Police: Kentucky boy killed in knife attack in bedroom; town puzzled

Christmas decorations adorn the house in Versailles, Ky., where a 6-year-old boy was killed during a break in Monday, Dec. 7, 2015. Police say a stranger from Indiana broke into the home and stabbed the boy multiple times. (AP Photo/Bruce Schreiner)

VERSAILLES, Ky. (AP) — A kindergartner was killed in his bed before dawn Monday morning, when a stranger from Indiana broke into his home, grabbed a large kitchen knife and stabbed the boy multiple times, police said.

Police, neighbors and family in this small Kentucky town are left puzzling over how a man from 200 miles away ended up in the 6-year-old boy’s bedroom, and what might have motivated him to stab the child repeatedly.

“Babies aren’t supposed to have anything like this happen to them,” said the boy’s aunt, Melissa Pujol. “You can’t make sense of it. You just have to try to get through it. We’re just trying to get through it.”

Logan Tipton was a happy child, always smiling, she said. He loved to play football.

Ronald Exantus, 32, of Indianapolis, is accused of breaking into the house where the boy lived with his parents and siblings in Versailles, near Lexington in Kentucky’s thoroughbred and bourbon country.

The police citation alleges that Exantus entered the home and wandered around before the attack.

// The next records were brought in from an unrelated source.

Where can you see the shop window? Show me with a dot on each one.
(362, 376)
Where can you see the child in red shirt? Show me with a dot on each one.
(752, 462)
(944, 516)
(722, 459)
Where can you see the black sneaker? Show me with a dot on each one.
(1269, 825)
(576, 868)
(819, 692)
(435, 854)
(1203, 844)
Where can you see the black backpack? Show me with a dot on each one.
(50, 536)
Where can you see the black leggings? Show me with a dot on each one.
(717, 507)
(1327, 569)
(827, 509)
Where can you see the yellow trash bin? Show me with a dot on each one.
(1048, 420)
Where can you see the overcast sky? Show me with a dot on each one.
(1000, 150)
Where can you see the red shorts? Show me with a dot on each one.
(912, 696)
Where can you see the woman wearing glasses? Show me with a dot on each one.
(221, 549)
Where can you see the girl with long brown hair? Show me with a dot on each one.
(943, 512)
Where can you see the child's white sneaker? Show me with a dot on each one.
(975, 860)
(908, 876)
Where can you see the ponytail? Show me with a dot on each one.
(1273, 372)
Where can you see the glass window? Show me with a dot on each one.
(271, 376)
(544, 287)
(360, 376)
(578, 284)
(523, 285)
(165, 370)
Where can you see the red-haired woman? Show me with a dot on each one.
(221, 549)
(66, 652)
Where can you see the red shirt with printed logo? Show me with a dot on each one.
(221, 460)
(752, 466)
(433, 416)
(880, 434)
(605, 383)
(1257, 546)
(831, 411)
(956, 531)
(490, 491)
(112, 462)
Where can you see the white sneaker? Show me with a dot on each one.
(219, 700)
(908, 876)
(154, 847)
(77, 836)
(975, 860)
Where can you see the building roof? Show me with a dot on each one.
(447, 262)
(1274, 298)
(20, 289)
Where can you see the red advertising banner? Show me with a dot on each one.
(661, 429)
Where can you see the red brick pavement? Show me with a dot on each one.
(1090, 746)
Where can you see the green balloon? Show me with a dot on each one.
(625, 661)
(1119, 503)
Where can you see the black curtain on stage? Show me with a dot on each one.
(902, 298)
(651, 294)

Then he went to an upstairs bedroom where the boy was asleep and stabbed him multiple times in the head, the citation alleges.

Exantus has been charged with murder and first-degree burglary.

“We’re all kind of bumping our heads again a wall; it’s mind-boggling,” said Versailles police Lt. Michael Fortney. “It’s very, very tragic. It’s a child who had no opportunity to defend himself.”

Two of the boy’s sisters suffered non-life-threatening cuts in the attack, and the suspect was held by the boy’s father until police arrived, the arrest citation said. The boy’s family told police they have never seen Exantus before.

“The family did all that they could,” Pujol said.

Fortney said police have found nothing to connect Exantus to the family or to the town.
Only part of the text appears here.